For instance, all the basic ideas you got about how you should behave in front of strangers or how to hold a fork while having a meal.. you have to learn somewhere and then you will incorporate that to your way of living. The same thing happens with your perspective towards life and relationships. Inevitably you learn a bunch of things by observing, not consciently though, it's like, most people who try really hard not to be like their parents end up doing so without realizing it, specially in stressful situations where they have absolutely no control over their words. Once they calm down they realize how similar they behave when compared to their parents.. but ok, I'm drifiting.
When watching my friends yesterday I started to think about all these things... marriage and kids and a long term relationship.. not long term but one for life, I really don't intend on getting married just so I can divorce when I get bored. That's the thing though, it's such a huge deal. It's sharing a house and the bills and a bed. It means having to deal constantly with someone else's likes and dislikes and constant negotiation, trying to keep things in balance, trying to make it work. But then I thought I'm not the first or the last person on earth who's gonna go through that and I don't think it's supposed to be this rational and it seems the reason why it's been working it's cause they keep it simple. Fran was never the brightest or the fastest in college, she's pretty much oblivious about most things.. So maybe ignorance is bliss afterall.
My parents were constantly fighting when I was growing up and their marriage only started working after 20 years, and I don't want that. My idea of a relationship might be quite twisted, I admit.
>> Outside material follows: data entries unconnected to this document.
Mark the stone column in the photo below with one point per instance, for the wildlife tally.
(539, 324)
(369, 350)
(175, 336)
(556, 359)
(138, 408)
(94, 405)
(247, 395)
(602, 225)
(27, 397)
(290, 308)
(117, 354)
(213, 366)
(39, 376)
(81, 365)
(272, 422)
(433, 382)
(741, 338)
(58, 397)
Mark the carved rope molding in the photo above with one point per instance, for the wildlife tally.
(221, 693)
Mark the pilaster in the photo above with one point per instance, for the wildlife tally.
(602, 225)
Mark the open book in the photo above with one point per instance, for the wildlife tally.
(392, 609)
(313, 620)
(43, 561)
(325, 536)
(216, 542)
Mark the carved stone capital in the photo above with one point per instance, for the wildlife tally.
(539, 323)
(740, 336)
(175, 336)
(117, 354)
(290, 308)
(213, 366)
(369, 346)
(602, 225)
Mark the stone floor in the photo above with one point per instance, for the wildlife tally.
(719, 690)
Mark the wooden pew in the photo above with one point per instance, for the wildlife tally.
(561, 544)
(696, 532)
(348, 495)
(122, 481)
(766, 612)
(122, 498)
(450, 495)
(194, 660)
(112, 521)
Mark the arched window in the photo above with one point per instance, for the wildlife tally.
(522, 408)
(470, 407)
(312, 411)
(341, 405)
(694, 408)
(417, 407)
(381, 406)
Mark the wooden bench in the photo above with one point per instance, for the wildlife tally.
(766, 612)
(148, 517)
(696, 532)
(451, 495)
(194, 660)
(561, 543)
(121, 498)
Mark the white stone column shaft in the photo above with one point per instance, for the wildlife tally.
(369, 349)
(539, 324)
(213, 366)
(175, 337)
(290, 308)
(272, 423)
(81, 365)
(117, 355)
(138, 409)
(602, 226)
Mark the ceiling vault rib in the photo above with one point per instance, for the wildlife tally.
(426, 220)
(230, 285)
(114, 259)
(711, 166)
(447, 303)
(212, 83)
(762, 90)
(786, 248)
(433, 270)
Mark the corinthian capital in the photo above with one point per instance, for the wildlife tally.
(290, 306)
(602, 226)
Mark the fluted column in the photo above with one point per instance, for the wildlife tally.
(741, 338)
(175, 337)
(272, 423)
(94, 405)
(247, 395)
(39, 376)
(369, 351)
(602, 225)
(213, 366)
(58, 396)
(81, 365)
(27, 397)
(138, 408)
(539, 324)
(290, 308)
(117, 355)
I think today my worst fear is getting trapped in an unhappy life and it would be even worse to have in mind it was my decision.
The more I meet guys over here the more it makes me hopeless. I hate the way they talk about marriage, as if they were forced into it, forced to propose and have a family... or about their current girlfriends, I don't want to be one of those bitter girlfriends that stick to their boyfriends even when they're hardly ever there or when they demand changes. I met this gilr in college who looked like a barbie doll, beautiful and tall and leggy and blonde but the boyfriend constantly told her she was fat and she should get some silicone, not that she wasn't beautiful already but that would make him love her even more. She would tell us that with such pride... and over a piece of chocolate cake 'cause her boyfriend would never let her eat that if he were around. One day, I met the boyfriend.. the guy's got a huge nose and spots all over his face and suffers from a total lack of personality.. I was at least surprised. They are engaged and they will get married this month. So is it me who's too intolerant or is the world going mad?
Of course I strongly disagree but I respect, people have their reasons to go through with some things but still... In my opinion, when you're in a relationship you should always: 1) treat it like it has enough potential to turn into something serious; 2) Every time something new and shocking and different or just unpleasant rises, ask yourself: how big of a deal that is to you/ can you let it go?/how much does it affect you?/ in ten years will you still be able to let it go? Can you see yourself dealing with that the same way you do now?
There's no point crossing our own limits for other people and yet, we always do.